Capitolo 13
Trigorin.
NINA. Io mi sono dilettato per soddisfarLa. [Imbarazzato] io ho letto tutti Suo
libri.
ARKADINA. [Disegnando NINA in giù accanto a lei] Non abbia paura di lui, caro.
Lui è una semplice, benevola anima, anche se lui è una celebrità. Veda, lui è
si imbarazzato.
DORN. La tenda ora non poteva essere elevata? Sta deprimendo averlo
in giù.
SHAMRAEFF. [Rumorosamente] Jacob, il mio uomo!
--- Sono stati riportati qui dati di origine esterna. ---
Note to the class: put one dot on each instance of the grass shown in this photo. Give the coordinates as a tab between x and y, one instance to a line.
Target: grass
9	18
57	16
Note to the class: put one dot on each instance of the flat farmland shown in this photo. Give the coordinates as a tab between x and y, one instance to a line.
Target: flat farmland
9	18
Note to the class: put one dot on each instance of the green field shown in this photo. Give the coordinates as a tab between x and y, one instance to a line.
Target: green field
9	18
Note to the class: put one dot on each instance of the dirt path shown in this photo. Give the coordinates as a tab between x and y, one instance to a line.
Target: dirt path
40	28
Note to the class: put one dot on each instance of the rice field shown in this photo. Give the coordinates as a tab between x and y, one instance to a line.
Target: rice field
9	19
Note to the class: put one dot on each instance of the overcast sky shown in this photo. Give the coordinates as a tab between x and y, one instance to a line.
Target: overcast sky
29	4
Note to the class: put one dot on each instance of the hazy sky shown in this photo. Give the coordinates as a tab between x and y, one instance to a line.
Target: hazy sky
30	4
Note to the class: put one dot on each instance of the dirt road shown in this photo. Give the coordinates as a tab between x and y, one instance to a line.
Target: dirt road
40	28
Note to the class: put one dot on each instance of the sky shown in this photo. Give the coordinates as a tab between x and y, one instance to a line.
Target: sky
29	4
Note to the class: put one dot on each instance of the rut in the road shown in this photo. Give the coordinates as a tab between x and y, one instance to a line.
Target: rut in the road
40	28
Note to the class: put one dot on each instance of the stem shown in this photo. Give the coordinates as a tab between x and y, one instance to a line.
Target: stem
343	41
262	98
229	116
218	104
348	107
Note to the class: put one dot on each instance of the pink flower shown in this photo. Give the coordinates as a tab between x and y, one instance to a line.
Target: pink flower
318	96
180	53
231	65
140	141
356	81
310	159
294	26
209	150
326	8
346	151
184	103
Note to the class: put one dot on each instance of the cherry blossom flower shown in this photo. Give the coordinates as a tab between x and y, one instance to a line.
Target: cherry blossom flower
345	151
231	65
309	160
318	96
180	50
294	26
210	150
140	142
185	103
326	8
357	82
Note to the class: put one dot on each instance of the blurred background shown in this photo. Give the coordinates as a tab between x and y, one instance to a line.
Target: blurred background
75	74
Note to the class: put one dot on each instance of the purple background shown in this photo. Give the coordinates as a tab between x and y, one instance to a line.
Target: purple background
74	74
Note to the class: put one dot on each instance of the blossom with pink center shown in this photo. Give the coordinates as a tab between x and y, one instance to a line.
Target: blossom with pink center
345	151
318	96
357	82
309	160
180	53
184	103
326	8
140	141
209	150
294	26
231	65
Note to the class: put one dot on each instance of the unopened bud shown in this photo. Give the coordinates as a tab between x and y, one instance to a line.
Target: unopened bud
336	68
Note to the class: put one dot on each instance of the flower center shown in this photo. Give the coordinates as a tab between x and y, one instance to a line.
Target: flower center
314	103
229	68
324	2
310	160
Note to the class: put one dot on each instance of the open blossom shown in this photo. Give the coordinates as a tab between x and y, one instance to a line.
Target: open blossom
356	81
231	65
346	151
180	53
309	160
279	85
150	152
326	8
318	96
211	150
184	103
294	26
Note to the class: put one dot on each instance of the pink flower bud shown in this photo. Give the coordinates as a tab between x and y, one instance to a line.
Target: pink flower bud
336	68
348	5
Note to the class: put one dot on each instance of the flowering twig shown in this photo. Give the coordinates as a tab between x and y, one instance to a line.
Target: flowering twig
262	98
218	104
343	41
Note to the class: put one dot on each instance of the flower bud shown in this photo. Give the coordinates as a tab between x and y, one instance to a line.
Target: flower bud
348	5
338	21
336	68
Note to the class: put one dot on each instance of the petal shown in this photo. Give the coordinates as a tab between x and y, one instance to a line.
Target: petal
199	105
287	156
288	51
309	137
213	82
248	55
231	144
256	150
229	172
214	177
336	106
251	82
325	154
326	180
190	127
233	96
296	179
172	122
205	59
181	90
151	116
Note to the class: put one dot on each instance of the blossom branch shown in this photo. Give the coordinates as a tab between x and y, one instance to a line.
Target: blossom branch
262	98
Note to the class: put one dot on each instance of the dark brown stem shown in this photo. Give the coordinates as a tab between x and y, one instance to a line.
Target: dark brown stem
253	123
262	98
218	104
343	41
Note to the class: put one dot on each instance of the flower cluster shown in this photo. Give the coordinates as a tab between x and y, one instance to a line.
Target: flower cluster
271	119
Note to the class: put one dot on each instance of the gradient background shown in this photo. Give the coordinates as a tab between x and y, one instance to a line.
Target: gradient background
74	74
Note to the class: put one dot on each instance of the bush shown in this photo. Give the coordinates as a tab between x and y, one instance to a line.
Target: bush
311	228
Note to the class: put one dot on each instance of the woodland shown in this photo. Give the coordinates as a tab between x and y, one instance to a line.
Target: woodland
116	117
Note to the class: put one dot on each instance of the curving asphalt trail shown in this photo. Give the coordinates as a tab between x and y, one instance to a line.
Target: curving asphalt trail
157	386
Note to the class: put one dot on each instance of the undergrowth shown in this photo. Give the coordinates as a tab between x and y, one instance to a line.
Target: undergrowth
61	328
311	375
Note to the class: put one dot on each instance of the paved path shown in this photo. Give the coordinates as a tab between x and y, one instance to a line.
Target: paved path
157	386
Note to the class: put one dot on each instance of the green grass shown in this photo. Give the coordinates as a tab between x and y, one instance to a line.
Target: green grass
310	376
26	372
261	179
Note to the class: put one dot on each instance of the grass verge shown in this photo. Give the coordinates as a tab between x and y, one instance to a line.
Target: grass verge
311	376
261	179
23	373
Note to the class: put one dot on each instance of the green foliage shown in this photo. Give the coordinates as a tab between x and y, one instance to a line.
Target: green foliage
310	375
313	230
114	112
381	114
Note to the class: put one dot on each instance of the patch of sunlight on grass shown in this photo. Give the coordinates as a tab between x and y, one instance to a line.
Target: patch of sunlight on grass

Elevi la tenda!
NINA. [A TRIGORIN] Esso un dramma curioso era, non era?
TRIGORIN. Molto. Io non potevo capirlo a tutti, ma io lo guardai con
il più grande piacere perché Lei agì con tale sincerità, ed il
mettere era bello. [Una pausa] Ci deve essere molto pesce in questo
lago.
NINA. Sì, c'è.
TRIGORIN. Io amo pesca. Io so di nulla pleasanter che sedere su un
lago sostenne di sera con gli occhi di uno su un sughero galleggiante.
NINA. Perché, io dovrei pensare che per uno di che ha assaggiato le gioie
creazione, nessun altro piacere potrebbe esistere.
ARKADINA. Non parli come quello. Lui comincia sempre ad agitarsi quando persone
gli dica le belle cose.
SHAMRAEFF. Io ricordo quando il Silva famoso stava cantando una volta nel
Opera Casa a Mosca, come assai contento eravamo noi tutti quando lui prese i C. bassi
Bene, Lei può immaginare il nostro stupore quando uno dei cantori di chiesa,
chi accadde di stare sedendo nella galleria, rimbombato improvvisamente fuori: "Bravo,
Silva!" un'ottava intera abbassa. Come questo: [In una voce di basso profonda] "Bravo,
Silva!" Il pubblico fu andato via senza fiato. [Una pausa.]
DORN. Un angelo di silenzio sta volando sulle nostre teste.
NINA. Io devo andare. Ciao.
ARKADINA. Dove a? Dove deve andare così presto? Noi sha non lo permettono.
NINA. Mio padre sta aspettandomi.
ARKADINA. Come crudele è lui, realmente. [Loro baciano l'un l'altro] Poi io suppongo
noi non possiamo tenerLa, ma è davvero molto duro permetterLe di andare.
NINA. Se Lei sapesse solamente come duro è per me per lasciarlo tutti.